In many competitive markets the open competition
between suppliers of product works well.
But traditional commercial non-disclosure agreements and the sensitivity
of real-time data limit the competition to a few trusted partners.
To understand the knowledge sciences it is
necessary to understand what is possible from computer based analysis and
synthesis of structured and semi-structured data. This type of innovation has had difficulty in transfer into
national defense information technology because the procurement cycle is simply
too long in duration.
The
procurement situation is exasperated by the nature of the transfer of basic
innovation from academic centers, and from individual innovators, into
intellectual property. In traditional
business models, vendors require IP and non-disclosure (trade secrets) as a
re-requisite to creating commercial product.
But conflicting patents, and patents on algorithms (mathematics) that
have significant prior published history make objective evaluation difficult.
Mapping
the patent space surrounding computational intelligence and comparing this map
to a map of the academic literatures reveals the nature of transfer
issues.
One
can see that a few issues dominate all others in slowing the pace and reducing
the quality of innovation transfer.
One can, and should, observe that a class of specific types of values is lost in the transfer of innovation to a product. General systems analysis of the transfer is needed in order to understand what this class of values is, and how to adjust the procurement process so that the government may reduce the loss.
The present rules of procurement take too long and are too rigid. This process is not allowing the most relevant
methods to be identified.
Educational material is not developed by academia so that users can
hope to understand these methods.
Core methods are not deployed within a software infrastructure where
the core systems are available in an agile and flexible fashion.
An
mismatch has grown between intelligence communities use of vendor software and what
is possible given both educational processes and software functionality that is
essentially based on pure mathematics (neural networks, genetic algorithms),
machine representation of taxonomy and ontology, and formal logics.
This
is a natural consequence of vendor control of core mathematics and
methods.
General
systems models of the procurement process reveals that the procurement process
has created a number of distinct communities.
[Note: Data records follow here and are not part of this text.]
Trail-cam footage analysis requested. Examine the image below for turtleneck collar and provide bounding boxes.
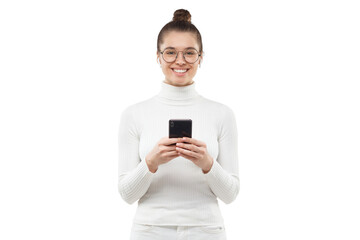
[156,80,200,105]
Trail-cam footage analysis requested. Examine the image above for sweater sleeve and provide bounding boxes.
[118,107,154,204]
[205,106,240,204]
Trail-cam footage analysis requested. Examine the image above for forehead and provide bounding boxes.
[161,31,199,50]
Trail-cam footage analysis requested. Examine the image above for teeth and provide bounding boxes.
[174,69,187,72]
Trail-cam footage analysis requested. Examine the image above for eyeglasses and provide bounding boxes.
[160,48,201,63]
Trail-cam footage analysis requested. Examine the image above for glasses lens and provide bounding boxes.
[184,49,199,63]
[163,49,199,63]
[163,49,176,62]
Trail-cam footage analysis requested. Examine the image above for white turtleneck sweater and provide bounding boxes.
[118,81,240,226]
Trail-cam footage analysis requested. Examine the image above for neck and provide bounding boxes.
[156,81,200,105]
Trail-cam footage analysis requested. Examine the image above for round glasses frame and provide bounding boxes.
[160,48,201,63]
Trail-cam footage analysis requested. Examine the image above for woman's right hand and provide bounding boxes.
[145,137,181,173]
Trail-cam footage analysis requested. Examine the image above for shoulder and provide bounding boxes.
[203,97,234,117]
[122,98,153,115]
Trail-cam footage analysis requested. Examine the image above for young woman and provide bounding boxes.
[118,9,239,240]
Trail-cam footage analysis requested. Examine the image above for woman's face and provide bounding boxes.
[157,31,202,86]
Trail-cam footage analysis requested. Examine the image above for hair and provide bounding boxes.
[157,9,203,54]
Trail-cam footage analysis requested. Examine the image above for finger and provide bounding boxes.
[176,143,200,152]
[163,138,181,146]
[176,147,199,160]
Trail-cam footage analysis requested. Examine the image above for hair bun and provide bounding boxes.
[173,9,191,23]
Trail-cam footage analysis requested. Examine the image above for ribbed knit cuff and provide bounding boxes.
[204,161,239,203]
[119,161,155,204]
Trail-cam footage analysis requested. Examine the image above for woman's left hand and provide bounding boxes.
[176,137,214,173]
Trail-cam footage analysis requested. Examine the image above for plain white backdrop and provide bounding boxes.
[0,0,360,240]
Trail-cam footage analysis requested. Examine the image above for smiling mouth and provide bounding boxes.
[171,68,189,73]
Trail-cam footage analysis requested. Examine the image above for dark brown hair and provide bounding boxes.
[157,9,203,54]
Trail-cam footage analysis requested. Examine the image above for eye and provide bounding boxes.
[165,50,176,55]
[186,50,196,56]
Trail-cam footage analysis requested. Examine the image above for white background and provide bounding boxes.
[0,0,360,240]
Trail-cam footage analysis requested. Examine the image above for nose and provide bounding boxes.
[176,52,185,64]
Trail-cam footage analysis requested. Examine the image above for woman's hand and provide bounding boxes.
[145,137,181,173]
[176,137,214,173]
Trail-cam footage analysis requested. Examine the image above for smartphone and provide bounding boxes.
[169,119,192,138]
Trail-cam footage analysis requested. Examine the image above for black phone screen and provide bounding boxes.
[169,119,192,138]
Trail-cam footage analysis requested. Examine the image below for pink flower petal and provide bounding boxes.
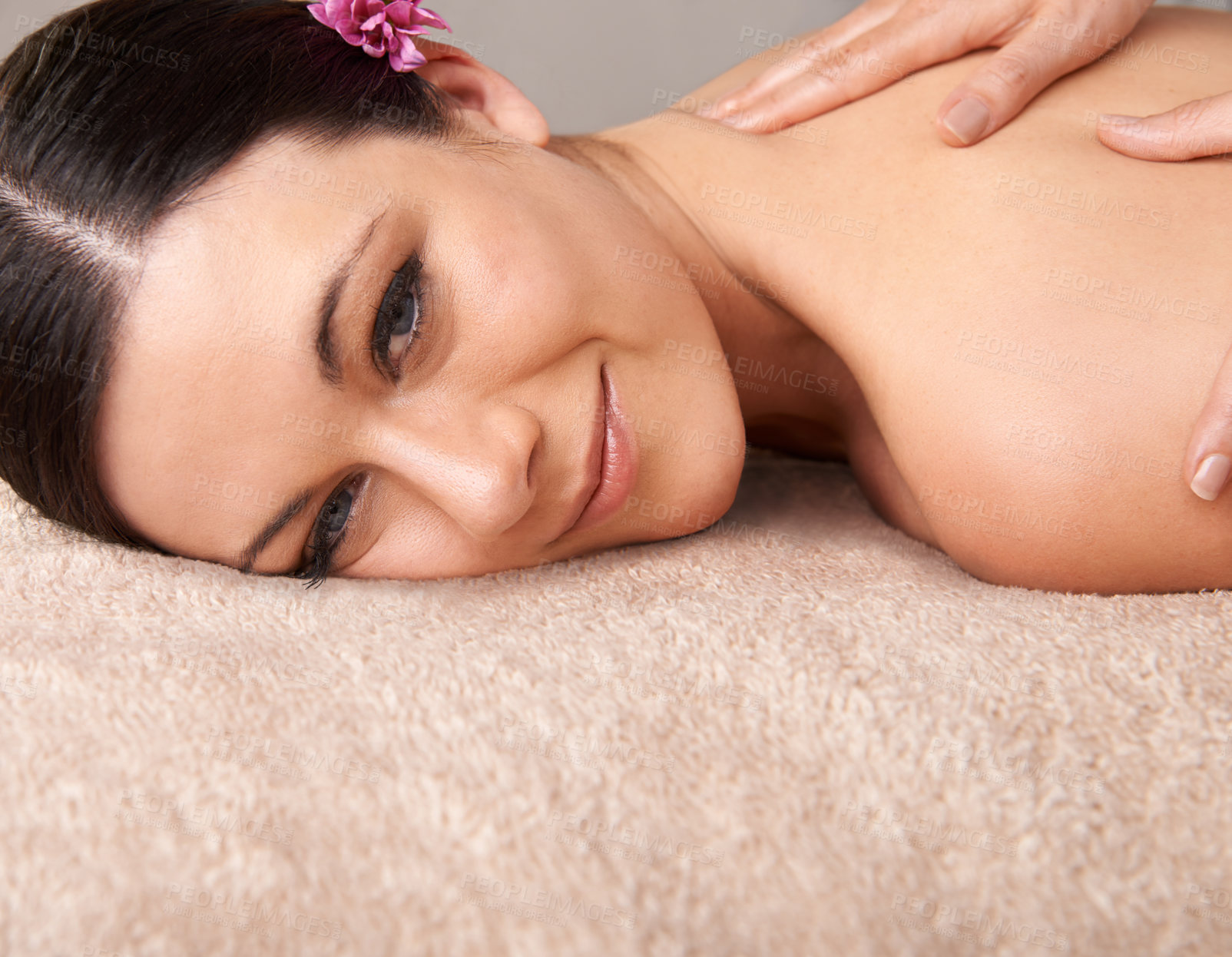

Each of these acts to maximize narrowly defined group interest. Most often the groups’ interests are
expressed as financial compensation.
Most often groups avoid actions that benefit other groups because the
capacity to compete on future proposals might be enhanced and might then
restrict financial compensation from these future proposals. This is
understandable and is often healthy, but also one needs to understand some of
the consequences of locally expressed self-interest, with respect to the global
interests.
Thus,
something like the stratified economic theory of Nash can be found to be absent
in the overall process that governs the behavior of these communities. The global value that might develop from
high quality transfer of innovation into adapted technology does not occur, due
to the local interests of each competing community. Sometimes, the correct products are not developed and when
deployed do not work.
No one wants to see our intelligence community
fail again in managing real time information about the threats from
asymmetrical warfare. But it is not
clear how to adjust community behavior in an environment where competition
overwhelms collaboration almost immediately.
Stability
has settled around a specific process that accounts well for the self-interest
of the various communities, but accounts poorly for global needs of the
intelligence community. The global need
is too difficult to meet, and there is too much money in the system. The system stability has a greater
propensity to maintain current behaviors than to make needed adjustments.
The
problems, that must be better addressed, are related to informational awareness
of the real time processes that are occurring in support of asymmetrical
threats. We have to see and understand
the activity of an enemy that is using every means possible to remain
stealthy.
The global need is for clear, agile and interoperable information systems where advanced computational intelligence (data mining) tools are un-encumbered by vendor business models and users have a liberal understanding of the limitations and features of a set of core tools.
Part
of elevating the process comes by understanding the way problems are
entrenched, and finding a by-pass that changes the system in a positive
fashion.
We
have the possibility of a different type of deployment model that has two
components
1) An university based educational component that provides a liberal arts understanding of the history and principles of those areas of computer science, cognitive science and general systems theory that one might suppose must inform the decision about technology evaluation and deployment. Scientists would develop a curriculum.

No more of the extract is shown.